Prue was a little surprised. Mrs. Valentine seldom talked voluntarily of herself.
"One sees the meaning of things—looking back. There was a time when I would have given all I possessed for a different life from this that I have had."
"Don't most people go through that—more or less?"
"A good many. It was before I knew your father. Somebody else—somebody who seemed to care for me—for a time I thought he did care. And when I found my mistake—found he had deceived me—I thought my life was over. Nothing seemed left . . . And yet my life really was hardly begun: and that which I wanted would not have been happiness, but misery. Nothing short of misery.
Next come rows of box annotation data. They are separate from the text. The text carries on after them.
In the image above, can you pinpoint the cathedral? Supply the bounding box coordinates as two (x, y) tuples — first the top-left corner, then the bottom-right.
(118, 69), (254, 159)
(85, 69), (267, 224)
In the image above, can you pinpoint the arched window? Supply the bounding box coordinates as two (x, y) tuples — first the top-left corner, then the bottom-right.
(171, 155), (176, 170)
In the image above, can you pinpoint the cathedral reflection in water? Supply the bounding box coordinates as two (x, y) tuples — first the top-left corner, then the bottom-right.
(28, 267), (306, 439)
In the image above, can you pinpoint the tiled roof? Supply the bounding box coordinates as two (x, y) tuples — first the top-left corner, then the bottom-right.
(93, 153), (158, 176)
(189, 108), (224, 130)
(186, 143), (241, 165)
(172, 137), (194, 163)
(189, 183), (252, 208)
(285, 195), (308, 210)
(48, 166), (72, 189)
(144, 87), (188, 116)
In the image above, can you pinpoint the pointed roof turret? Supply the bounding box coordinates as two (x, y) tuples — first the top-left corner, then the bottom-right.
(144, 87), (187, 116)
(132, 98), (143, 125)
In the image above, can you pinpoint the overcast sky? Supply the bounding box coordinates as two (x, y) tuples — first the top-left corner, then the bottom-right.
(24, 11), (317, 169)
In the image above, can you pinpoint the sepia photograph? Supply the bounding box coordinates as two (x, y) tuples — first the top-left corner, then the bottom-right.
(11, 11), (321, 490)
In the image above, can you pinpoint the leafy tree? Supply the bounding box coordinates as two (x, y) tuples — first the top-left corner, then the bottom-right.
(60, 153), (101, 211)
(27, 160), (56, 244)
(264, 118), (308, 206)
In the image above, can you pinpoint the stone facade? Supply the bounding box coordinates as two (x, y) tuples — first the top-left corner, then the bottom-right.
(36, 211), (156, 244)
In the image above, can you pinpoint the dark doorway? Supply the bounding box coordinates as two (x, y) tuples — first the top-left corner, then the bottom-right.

He could be winning enough when he chose, but there was no strength of principle. His wife has had a bitter story since, poor thing—and it might have been mine, if I could have had my choice . . . The real happiness came later: and I have often thanked God that He guided me away from those quicksands, and denied me my heart's wish. Though at the time it seemed almost more than I could bear. Nobody ever had a better or truer husband than I in your dear father."